Cierro las páginas y te entrego, de Evtushenko, Entre la ciudad Sí y la ciudad No. Lo tirarías con los años al río de Aurillac, para olvidar lo húmedo, ahogarlo en paradoja. Porque después de una larga carta donde afirmabas que nunca debiste salir de aquel sueño, te callaste. Incluso, estando en París o en las montañas de Lodève, en el Hérault, intenté llamarte. Todavía queda el maldito pi pi pi que indica que la gente pereció. Hacía frío en casa de Miguel Quintana, anarquista del 36, en Lodève; la cerveza sabía a orín. Te miro y pareces dormida, cantaba Palito Ortega en los diez años que te contemplaba, te amaba a escondidas en mis manos y jamás creyera yo que estarías acostada y amanecida, conmigo.
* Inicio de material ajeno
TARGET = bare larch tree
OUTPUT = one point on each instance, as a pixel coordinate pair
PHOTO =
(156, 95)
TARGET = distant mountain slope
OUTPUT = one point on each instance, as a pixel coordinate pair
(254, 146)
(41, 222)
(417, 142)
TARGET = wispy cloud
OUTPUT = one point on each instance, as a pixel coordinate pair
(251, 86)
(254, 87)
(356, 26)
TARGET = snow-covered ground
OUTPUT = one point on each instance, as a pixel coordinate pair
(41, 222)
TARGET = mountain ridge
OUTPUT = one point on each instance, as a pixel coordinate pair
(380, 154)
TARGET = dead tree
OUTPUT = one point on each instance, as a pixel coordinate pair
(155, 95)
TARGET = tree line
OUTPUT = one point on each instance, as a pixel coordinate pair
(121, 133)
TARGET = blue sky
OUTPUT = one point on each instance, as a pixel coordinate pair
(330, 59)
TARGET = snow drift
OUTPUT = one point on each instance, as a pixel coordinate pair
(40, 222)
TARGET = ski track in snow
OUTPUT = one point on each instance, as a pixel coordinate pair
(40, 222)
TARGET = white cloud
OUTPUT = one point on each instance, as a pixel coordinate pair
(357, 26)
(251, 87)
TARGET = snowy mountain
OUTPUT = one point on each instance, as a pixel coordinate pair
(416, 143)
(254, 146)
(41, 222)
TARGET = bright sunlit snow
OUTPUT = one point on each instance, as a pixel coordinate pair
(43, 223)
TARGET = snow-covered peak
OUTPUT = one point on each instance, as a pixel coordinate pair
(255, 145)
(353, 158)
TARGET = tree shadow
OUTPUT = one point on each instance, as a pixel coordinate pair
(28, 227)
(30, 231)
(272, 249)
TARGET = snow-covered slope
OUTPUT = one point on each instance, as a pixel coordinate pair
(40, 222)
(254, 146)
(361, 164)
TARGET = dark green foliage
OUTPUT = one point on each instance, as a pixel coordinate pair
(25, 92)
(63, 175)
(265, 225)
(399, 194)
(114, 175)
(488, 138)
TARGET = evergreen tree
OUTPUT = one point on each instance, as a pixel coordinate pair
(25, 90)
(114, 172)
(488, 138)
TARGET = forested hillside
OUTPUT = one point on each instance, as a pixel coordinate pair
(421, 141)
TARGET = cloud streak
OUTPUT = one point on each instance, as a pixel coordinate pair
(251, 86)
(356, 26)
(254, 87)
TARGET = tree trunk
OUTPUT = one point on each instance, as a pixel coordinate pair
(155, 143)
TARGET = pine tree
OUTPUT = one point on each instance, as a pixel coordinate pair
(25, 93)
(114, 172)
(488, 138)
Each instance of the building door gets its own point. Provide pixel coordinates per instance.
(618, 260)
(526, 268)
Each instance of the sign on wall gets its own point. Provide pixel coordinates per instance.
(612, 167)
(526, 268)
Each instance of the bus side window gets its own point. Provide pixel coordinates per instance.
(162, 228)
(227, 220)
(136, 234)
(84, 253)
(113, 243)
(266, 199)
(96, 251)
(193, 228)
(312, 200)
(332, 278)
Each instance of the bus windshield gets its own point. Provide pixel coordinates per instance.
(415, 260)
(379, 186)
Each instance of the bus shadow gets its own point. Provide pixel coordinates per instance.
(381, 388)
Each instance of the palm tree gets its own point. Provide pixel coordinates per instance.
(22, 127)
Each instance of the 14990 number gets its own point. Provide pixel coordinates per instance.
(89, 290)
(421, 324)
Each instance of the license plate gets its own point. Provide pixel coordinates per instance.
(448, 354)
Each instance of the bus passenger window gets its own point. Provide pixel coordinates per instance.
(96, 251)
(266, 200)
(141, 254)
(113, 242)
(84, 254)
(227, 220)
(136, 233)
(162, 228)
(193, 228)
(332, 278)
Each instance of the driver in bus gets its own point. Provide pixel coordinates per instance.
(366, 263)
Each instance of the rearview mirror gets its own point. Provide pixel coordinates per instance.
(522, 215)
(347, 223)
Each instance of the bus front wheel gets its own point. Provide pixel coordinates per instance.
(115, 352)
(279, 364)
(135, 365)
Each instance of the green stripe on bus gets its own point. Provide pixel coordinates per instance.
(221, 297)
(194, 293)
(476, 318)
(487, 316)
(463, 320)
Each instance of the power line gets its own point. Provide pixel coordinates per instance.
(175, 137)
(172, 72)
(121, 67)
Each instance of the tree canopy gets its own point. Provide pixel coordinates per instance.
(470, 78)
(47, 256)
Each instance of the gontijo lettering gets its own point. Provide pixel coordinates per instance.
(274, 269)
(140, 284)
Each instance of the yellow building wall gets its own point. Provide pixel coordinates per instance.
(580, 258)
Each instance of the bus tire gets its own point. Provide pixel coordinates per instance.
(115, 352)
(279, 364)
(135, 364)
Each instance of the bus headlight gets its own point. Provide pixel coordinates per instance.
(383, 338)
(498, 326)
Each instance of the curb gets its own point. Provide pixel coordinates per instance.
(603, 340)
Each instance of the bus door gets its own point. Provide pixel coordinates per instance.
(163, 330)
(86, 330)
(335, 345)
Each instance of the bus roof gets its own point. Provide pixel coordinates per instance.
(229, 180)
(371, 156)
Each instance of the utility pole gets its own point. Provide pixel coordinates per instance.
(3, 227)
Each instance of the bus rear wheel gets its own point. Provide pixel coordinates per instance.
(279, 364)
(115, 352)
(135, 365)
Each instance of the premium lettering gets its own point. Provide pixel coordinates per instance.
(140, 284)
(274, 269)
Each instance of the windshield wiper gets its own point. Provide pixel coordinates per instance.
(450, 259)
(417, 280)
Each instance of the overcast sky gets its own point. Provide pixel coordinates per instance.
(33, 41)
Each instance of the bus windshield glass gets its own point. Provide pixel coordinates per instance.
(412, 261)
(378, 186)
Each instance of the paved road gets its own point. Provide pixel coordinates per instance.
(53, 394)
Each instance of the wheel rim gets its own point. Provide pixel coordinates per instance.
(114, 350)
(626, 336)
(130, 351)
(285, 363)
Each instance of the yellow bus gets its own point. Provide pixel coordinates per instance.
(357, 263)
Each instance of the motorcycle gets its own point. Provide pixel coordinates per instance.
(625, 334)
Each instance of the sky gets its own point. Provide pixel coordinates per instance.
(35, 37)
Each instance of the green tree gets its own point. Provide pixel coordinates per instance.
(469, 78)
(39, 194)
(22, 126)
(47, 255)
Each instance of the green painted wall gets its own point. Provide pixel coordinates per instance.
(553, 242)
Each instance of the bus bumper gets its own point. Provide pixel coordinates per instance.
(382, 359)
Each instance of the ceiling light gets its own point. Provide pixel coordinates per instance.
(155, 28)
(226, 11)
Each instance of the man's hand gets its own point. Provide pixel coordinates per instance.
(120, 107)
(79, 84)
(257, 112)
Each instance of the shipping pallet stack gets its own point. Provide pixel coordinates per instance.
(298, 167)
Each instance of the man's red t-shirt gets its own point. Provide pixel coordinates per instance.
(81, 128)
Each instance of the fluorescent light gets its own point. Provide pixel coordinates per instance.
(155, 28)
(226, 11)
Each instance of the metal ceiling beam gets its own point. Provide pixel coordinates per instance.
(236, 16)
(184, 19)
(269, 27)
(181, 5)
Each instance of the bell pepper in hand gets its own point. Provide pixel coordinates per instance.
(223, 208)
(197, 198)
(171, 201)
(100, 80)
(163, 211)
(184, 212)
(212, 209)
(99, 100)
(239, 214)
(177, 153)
Llegaste en bicicleta con nuevas malas. A la plazuela enfrente del colegio Loyola. La apoyaste, te agarraste la cabeza, te llovía, sólo a ti. Avisaste que te marchabas a Francia, que lo habían decidido dadas las circunstancias. Te advertí de mi suicidio y voy a cumplir sesenta y tres. Lo pensé, Francia estaba muy lejos. Después de ti apareció otro amor y huyó a Alemania. Y otro más que en avión nocturno fue a refugiarse con la reina de Inglaterra. Pero tú, te veo alejándote en bicicleta. Delgadas caderas fueron mías y acabaron en silencio. Qué cosa el amor en la voz de Vinicio Capossela. Qué cosa. Camino desde la plazuela hasta casa, no tengo una moneda en el bolsillo. Dos años pasaron y estoy en la Gare du Nord. Vengo por otra pero te busco, a quien encuentre primero y no hallo ninguna. Sorbo mi cerveza alsaciana y rompo el ticket a Radolfzell. Mi hermana Delia me manda un boleto a Montréal. Me encuentro en el bosque nevado de los alces, con una sopa de cebolla en la barriga. Borroneo un cuaderno. Termino tu libro y empiezo el de otra. Entre los dos no hay distancia. Tristeza. Desde entonces he volado los cielos, primero como golondrina, hasta de águila arpía. Nunca leerás esto y no importa, tanto papeleo para tan poca mortaja.